The latter are also perceived by the Bretton Woods institutions as posing significant risks for the global economy. The IMF worries that the emergence of unique structures of ownership and management blending state and private ownership complicates the assessment of government influence on business decisions, which may lead trade partners to adopt protectionist measures. The unchecked proliferation of state-owned corporate entities could also heighten the likelihood of inappropriate interventions and generate competitive imbalances in global markets. Overall, as IMF managing director Kristalina Georgieva warned ahead of the 2023 World Economic Forum Summit, this is ‘a dangerous slippery slope towards runaway geoeconomic fragmentation’.

Policy adjustment therefore aims to manage these risks. The World Bank and IMF’s championing of state ownership reform focuses on minimising market and competitive distortions, especially in transnational trade and investment relations. The hope is that by strengthening their commercial orientation and introducing strict financial discipline (with the injection of private capital and pricing reforms), state-owned corporate entities will be subject to market-like mechanisms, and perceived as ‘good global citizens’ by state and market actors. Also, the IMF's conditional acceptance of capital controls, reserved for extraordinary and short-lived scenarios, is tempered by its unwavering pledge to ensure ‘eventual capital account liberalisation’.

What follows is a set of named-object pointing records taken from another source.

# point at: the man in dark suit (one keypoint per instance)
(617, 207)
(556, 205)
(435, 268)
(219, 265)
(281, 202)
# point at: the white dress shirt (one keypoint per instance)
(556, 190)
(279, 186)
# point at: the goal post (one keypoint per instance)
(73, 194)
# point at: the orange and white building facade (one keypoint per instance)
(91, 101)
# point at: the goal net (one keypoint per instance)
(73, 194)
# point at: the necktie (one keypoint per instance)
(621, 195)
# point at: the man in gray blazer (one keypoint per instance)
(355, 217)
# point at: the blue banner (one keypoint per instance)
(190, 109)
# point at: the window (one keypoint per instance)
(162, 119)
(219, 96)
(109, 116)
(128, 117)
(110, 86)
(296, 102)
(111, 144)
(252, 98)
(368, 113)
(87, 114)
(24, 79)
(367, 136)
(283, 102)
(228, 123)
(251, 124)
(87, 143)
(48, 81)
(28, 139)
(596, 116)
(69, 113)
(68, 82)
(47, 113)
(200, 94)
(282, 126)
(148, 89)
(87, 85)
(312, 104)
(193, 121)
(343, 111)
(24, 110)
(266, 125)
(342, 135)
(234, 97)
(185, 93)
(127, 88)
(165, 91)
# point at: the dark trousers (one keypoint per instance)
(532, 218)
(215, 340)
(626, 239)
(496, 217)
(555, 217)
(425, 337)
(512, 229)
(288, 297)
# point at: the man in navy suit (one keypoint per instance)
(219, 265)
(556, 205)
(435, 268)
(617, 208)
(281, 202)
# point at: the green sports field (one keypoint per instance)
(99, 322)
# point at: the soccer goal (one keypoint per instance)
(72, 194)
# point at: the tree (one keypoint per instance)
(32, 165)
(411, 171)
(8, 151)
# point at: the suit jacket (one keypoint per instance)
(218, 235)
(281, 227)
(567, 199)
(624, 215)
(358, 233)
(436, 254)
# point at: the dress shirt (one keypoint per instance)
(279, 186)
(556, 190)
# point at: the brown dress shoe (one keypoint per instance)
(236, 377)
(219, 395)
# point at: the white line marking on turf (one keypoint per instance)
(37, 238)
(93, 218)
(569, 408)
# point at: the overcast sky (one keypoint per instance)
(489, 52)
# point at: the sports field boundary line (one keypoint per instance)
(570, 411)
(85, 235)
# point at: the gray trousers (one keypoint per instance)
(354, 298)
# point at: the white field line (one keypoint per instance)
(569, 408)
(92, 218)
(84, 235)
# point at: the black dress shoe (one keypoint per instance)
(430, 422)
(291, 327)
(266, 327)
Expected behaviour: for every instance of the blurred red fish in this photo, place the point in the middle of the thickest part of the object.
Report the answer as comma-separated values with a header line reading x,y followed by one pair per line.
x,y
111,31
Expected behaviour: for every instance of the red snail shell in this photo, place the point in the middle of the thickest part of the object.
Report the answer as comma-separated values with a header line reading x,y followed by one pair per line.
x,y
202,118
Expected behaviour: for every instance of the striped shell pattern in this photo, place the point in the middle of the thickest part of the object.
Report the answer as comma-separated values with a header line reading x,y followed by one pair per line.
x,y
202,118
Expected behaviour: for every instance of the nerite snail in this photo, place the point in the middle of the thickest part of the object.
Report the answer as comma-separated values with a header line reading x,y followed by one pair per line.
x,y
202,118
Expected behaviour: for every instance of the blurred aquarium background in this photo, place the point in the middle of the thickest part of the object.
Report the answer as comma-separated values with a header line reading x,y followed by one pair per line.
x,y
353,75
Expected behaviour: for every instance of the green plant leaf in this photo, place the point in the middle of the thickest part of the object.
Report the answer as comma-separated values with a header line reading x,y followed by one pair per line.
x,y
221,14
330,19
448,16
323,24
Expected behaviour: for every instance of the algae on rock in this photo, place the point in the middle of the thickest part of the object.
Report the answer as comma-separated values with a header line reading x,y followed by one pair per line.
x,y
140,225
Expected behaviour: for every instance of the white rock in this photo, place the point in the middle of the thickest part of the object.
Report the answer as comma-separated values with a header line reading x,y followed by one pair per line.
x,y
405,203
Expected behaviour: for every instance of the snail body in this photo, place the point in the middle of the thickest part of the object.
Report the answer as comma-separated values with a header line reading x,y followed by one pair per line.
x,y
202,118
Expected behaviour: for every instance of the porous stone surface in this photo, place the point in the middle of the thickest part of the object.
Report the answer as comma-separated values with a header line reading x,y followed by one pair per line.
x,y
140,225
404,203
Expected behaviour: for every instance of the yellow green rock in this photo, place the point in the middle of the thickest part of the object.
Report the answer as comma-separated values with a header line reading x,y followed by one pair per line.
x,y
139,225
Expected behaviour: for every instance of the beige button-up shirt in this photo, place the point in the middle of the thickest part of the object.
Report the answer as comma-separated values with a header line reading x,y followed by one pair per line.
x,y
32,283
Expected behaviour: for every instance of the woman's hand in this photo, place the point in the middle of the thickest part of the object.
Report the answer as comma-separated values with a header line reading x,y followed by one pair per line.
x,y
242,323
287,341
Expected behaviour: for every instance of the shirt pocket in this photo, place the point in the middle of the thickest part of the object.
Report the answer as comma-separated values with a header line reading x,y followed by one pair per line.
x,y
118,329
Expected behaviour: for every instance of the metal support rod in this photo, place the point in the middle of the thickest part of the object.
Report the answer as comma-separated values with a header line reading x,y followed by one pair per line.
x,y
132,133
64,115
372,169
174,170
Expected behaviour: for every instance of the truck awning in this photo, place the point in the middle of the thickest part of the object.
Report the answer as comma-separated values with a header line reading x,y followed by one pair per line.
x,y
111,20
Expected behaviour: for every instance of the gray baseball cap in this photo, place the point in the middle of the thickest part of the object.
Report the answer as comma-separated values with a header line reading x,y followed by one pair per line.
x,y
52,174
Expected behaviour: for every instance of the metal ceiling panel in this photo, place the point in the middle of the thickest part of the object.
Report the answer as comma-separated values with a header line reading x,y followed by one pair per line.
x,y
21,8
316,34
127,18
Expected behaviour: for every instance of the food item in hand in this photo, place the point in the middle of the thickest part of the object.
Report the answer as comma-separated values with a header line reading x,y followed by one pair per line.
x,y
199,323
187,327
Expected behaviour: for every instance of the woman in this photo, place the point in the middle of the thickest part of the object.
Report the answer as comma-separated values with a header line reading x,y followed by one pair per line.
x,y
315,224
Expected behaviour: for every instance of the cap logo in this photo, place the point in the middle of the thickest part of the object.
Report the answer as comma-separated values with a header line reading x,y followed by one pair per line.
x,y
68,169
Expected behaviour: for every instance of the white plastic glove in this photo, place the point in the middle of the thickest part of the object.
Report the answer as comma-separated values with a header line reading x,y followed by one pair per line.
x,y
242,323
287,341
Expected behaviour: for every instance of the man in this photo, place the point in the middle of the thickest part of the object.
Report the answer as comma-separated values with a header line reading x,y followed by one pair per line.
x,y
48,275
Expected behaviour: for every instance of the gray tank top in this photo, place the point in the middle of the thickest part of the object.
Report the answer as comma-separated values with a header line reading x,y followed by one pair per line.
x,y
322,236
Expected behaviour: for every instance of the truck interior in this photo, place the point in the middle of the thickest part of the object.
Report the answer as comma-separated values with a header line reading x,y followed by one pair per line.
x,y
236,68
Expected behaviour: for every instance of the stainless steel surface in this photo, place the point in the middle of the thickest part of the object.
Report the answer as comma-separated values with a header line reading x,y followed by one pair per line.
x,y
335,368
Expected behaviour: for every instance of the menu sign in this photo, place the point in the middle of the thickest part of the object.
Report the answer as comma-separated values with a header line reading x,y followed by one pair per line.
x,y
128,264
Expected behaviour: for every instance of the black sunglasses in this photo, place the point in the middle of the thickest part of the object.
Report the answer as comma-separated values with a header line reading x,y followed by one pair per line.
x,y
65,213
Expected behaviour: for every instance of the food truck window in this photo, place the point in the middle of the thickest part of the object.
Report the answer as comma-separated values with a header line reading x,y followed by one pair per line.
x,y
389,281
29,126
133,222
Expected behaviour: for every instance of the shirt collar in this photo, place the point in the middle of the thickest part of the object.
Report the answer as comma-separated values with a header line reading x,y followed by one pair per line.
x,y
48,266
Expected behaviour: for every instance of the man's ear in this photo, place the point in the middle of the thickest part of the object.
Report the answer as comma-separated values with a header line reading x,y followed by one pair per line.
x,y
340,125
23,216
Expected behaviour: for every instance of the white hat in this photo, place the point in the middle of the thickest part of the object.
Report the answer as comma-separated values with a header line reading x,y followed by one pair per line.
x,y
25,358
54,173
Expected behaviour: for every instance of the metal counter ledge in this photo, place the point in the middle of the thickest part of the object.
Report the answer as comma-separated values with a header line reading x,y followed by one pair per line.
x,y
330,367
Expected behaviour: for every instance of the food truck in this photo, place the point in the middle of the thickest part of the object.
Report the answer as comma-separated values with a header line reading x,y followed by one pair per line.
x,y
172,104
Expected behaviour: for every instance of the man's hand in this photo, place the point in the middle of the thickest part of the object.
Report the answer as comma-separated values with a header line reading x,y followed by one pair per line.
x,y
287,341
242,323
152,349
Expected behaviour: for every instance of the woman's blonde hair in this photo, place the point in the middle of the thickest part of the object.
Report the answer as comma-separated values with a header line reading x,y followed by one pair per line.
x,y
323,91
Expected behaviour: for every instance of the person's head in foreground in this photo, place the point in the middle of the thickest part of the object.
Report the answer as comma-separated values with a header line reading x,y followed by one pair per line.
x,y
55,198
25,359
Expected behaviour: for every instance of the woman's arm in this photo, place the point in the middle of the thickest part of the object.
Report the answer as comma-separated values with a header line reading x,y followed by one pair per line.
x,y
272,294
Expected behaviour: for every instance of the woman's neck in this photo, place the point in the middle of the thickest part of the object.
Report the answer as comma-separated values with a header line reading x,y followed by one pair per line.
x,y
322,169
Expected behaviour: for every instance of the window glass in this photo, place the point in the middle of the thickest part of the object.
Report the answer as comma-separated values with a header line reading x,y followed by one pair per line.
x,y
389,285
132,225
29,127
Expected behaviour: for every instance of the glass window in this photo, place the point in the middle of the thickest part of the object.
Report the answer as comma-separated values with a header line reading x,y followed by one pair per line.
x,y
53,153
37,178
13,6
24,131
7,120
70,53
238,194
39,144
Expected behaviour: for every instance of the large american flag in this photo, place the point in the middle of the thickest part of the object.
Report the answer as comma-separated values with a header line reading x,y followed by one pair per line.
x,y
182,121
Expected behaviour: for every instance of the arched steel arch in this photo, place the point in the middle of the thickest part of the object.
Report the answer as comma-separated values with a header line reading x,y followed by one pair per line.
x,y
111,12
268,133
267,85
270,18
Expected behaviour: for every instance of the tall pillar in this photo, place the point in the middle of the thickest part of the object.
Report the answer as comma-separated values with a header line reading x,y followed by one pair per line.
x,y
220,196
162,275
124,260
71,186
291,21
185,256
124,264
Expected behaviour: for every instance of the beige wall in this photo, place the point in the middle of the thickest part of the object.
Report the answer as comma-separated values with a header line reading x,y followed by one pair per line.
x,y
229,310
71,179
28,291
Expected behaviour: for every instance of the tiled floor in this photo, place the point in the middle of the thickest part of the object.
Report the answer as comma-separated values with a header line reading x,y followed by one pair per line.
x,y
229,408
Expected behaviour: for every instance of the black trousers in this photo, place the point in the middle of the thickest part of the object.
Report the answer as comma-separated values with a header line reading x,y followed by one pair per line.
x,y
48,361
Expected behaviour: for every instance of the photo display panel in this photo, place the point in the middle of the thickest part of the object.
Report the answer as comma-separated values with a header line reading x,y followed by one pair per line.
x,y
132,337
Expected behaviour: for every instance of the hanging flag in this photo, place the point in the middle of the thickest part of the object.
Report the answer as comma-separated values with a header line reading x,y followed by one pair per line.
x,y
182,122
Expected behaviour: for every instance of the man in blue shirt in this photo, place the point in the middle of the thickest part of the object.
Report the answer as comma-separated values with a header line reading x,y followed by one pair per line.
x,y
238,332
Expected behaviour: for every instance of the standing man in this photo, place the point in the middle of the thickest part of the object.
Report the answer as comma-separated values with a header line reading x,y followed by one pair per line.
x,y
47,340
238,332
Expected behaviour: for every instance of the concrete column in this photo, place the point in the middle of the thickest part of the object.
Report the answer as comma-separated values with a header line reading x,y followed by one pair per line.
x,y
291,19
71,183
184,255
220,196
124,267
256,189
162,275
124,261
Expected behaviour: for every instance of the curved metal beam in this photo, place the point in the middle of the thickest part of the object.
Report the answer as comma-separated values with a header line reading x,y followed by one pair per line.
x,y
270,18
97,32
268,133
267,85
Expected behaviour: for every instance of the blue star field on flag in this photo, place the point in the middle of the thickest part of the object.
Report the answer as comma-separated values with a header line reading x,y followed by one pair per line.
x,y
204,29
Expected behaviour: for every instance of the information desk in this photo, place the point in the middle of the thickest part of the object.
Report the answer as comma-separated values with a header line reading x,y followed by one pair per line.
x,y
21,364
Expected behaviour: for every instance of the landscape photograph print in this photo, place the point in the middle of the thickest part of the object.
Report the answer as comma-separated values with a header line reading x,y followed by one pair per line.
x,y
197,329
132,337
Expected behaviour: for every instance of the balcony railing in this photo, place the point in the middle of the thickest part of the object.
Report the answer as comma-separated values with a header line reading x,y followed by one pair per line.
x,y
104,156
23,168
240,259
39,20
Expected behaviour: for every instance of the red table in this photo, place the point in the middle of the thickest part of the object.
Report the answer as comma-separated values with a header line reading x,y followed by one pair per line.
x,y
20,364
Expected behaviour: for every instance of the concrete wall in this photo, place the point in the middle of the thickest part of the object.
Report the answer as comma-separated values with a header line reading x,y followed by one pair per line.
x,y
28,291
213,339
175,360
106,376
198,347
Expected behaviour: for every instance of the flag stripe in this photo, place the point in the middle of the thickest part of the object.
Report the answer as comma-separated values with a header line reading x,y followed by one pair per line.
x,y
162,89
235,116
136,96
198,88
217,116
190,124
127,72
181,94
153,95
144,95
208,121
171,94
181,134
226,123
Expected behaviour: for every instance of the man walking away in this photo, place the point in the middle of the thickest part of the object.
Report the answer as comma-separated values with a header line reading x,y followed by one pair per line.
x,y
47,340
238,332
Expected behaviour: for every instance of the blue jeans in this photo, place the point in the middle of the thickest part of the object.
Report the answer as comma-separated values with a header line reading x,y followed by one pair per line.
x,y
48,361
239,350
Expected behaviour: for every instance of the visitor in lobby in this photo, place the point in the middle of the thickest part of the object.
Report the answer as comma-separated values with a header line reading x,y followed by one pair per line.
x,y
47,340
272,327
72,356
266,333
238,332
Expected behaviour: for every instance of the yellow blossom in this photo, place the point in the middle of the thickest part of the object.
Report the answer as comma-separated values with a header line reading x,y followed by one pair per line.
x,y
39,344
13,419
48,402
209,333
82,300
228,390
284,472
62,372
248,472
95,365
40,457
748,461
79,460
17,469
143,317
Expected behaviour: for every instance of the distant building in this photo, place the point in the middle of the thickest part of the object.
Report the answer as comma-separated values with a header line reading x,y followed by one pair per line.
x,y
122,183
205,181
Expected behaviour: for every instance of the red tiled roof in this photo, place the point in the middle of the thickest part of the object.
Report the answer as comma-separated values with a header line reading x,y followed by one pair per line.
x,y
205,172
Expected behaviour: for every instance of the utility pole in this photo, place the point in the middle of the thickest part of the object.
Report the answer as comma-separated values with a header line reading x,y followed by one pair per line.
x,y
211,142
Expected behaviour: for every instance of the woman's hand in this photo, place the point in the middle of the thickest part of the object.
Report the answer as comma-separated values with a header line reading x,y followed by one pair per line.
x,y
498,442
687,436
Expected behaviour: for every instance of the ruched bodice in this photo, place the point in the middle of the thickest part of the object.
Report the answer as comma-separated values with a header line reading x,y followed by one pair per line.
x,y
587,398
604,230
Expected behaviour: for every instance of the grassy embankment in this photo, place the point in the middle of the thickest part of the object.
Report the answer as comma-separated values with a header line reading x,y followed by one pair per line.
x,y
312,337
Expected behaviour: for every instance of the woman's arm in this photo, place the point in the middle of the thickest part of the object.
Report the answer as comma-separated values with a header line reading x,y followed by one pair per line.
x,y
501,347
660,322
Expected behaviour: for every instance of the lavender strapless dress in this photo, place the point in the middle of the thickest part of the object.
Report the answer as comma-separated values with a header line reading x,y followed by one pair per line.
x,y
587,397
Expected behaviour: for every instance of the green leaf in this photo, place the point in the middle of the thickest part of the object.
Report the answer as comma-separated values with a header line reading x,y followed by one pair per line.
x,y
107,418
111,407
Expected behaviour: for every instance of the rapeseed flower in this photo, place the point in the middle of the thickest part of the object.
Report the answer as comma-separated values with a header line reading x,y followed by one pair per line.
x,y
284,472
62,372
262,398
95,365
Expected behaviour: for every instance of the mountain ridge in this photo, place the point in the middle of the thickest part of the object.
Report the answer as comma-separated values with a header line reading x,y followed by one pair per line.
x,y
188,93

The support for enhanced state ownership and muscular state interventionism is therefore far from unconditional. Policy adjustments at the Bretton Woods institutions strategically balance out traditional liberal prescriptions with the realities of state capitalism. They aim to preserve authority and keep in check the expansion of state capitalism, ensuring that the latter remains embedded within a liberal global economic order. Far from opening more policy space for developing countries, this defensive move strives to safeguard existing ‘gains’ in global economic integration in a fragmented world, by absorbing and simultaneously policing emergent practices of state interventionism and ownership. Whether this defensive stance will be successful remains an open question, but it nevertheless reveals the extent of change in the institutional foundations of the world economy, one where state capitalism is here to stay.

 

 

Dr Ilias Alami is an Assistant Professor in the Political Economy of Development at the University of Cambridge.

Dr Jack Taggart is a Lecturer in International Political Economy at Queen’s University Belfast.